It’s been a long time since I’ve posted here on the Camel Barn Library, and many people have asked me in the last few months, with varying levels of impatience, if I am EVER going to finish the saga of the Paraschos house, and finally satisfy everyone’s curiosity by giving them a look inside it.
Please accept my apologies, patient – and not so patient – readers. I am well aware of how annoying it is when a story stops abruptly, without finishing, and my only explanation is that life got away from me, rather, during the autumn and winter and so, by extension, did the blog. But now it’s spring-time in the Aegean, and time to get going again with the blog, and much else. I will be returning to the subject of the Paraschos house shortly, but to celebrate restarting the Camel Barn Library, and to remind both myself and you just why I love this place so much, today’s post is simply about walking in, and on, the wild flowers which cover the wooded hills around Ayvalik at this time of year.

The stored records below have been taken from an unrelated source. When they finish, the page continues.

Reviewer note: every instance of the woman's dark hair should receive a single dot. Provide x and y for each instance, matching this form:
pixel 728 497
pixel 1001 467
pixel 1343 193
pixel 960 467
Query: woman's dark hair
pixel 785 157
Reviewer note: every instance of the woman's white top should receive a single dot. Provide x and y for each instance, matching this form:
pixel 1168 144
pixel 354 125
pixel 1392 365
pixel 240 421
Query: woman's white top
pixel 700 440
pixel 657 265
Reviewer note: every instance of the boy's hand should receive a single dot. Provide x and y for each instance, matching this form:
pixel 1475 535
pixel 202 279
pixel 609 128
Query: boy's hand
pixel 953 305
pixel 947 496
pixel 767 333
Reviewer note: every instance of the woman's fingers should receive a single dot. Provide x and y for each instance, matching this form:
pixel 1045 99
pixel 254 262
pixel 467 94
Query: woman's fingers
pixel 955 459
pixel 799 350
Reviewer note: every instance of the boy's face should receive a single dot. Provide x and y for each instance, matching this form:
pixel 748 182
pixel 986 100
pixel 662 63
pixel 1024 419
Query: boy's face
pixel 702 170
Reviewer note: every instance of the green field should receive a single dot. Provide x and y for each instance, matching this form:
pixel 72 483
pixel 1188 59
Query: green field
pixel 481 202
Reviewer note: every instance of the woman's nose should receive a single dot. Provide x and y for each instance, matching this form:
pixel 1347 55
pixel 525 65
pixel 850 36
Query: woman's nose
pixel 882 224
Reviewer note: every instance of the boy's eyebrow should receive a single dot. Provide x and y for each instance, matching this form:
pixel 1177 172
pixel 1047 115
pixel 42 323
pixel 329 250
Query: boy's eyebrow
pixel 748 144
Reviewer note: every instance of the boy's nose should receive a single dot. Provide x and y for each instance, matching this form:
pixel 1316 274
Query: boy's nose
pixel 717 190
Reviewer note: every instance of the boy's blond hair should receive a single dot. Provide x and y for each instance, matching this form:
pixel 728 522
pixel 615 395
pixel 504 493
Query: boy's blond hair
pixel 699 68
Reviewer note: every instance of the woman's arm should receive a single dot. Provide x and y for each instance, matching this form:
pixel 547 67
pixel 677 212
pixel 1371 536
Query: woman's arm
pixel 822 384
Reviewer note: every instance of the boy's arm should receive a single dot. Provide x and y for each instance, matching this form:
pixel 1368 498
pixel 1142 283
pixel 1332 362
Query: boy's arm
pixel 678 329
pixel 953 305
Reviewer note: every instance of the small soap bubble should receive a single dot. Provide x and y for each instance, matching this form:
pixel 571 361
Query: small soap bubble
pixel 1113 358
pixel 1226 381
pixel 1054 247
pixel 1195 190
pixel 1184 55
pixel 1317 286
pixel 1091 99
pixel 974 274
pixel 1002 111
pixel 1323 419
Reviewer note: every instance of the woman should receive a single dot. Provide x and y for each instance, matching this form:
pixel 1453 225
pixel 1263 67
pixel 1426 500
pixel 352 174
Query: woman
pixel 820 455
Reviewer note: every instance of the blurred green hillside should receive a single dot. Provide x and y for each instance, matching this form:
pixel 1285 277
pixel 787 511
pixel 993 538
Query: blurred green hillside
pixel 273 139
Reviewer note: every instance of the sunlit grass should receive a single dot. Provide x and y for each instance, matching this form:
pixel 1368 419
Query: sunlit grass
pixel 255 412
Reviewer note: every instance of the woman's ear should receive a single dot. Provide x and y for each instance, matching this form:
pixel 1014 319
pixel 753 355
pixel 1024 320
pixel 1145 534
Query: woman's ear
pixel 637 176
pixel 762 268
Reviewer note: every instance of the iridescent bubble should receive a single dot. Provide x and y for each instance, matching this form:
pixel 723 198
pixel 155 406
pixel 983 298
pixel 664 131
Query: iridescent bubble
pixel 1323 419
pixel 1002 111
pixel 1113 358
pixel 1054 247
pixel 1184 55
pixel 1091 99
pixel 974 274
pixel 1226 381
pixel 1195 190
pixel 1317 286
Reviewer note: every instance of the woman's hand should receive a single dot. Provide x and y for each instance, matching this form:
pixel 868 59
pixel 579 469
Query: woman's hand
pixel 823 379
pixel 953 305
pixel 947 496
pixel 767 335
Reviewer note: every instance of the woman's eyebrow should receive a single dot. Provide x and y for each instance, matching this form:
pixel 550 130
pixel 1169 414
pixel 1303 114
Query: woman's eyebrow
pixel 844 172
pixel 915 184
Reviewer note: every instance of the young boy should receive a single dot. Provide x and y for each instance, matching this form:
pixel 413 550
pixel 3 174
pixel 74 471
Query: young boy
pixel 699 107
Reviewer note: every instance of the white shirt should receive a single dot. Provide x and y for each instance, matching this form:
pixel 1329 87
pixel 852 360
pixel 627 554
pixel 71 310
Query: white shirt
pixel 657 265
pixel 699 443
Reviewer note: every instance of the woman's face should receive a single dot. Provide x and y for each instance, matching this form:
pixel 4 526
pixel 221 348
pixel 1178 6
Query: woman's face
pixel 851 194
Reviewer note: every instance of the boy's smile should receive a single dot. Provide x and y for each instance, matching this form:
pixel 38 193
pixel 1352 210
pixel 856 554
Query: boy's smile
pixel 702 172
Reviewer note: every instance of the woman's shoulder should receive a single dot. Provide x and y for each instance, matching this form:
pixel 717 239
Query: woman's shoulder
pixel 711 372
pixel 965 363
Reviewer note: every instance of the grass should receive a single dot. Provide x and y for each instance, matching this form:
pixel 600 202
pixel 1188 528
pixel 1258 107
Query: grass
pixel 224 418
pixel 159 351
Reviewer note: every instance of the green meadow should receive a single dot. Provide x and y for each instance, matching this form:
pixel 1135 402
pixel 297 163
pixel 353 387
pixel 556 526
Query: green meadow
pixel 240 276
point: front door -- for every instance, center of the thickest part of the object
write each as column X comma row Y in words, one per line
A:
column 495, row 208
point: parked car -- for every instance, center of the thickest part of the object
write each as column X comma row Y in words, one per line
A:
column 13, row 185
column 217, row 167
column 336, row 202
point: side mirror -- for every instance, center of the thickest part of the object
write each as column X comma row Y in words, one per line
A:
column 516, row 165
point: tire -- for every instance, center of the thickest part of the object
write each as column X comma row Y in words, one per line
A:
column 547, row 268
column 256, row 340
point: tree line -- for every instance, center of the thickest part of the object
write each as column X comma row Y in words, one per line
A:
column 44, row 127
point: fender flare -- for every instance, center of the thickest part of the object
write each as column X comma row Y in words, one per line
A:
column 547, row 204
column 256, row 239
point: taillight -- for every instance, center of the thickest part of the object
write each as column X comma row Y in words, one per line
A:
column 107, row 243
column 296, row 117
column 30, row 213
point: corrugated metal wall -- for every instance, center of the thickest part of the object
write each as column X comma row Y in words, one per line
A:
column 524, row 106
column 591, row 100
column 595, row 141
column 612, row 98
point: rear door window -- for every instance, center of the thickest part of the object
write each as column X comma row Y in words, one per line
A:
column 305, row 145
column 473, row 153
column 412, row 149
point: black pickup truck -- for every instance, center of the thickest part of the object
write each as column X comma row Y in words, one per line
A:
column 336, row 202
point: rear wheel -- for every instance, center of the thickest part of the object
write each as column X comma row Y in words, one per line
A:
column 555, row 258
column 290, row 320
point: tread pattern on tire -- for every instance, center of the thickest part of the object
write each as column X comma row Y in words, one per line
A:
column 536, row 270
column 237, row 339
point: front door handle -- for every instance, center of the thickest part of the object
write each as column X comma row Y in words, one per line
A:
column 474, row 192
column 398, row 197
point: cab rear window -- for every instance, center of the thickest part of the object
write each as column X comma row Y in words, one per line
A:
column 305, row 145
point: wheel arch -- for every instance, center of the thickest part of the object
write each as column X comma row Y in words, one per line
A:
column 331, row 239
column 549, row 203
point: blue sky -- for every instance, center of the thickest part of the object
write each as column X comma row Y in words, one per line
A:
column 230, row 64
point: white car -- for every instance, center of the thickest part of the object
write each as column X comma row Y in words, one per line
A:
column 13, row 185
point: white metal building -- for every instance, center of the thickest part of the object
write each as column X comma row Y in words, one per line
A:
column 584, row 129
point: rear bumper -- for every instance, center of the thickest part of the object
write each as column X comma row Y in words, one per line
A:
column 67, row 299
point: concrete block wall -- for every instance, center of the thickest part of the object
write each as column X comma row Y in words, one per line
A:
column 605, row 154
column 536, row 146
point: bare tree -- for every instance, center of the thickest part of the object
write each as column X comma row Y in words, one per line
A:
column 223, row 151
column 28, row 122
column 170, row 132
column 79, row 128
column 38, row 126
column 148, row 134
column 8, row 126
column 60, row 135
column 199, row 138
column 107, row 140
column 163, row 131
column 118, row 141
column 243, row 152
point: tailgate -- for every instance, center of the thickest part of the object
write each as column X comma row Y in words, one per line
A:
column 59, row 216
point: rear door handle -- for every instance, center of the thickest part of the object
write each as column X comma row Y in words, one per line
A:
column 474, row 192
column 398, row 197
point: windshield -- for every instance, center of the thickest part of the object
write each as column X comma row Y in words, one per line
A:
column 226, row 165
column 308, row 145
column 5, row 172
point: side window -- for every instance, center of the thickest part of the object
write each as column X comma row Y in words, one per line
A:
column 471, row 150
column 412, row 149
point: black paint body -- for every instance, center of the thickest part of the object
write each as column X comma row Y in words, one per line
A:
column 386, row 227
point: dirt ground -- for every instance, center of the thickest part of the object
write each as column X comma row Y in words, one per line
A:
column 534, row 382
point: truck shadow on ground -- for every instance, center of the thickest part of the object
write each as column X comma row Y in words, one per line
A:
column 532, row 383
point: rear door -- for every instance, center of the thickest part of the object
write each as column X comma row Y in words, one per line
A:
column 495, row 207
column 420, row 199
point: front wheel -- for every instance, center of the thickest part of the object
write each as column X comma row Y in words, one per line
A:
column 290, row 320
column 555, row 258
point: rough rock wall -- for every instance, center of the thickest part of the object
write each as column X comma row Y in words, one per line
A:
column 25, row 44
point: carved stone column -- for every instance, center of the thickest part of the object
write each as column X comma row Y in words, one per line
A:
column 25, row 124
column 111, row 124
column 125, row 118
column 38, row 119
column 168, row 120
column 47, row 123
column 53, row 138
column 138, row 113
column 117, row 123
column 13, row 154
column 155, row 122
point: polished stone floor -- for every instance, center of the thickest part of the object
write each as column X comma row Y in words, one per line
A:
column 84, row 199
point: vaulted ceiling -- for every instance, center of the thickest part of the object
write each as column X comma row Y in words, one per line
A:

Ayvalik is both built on and surrounded by hills, and if we walk straight up the steep sokaks (alleys) which lie behind the Camel Barn – no inconsiderable feat for me, though less so for my dog Freddie, who likes nothing better than bounding his way uphill on a brisk vertical run, preferably in pursuit of a motorbike – we can be in the woods in less than 10 minutes. The trees are mostly the graceful Mediterranean umbrella pines that grow throughout Southern Europe, North Africa, and the Levant.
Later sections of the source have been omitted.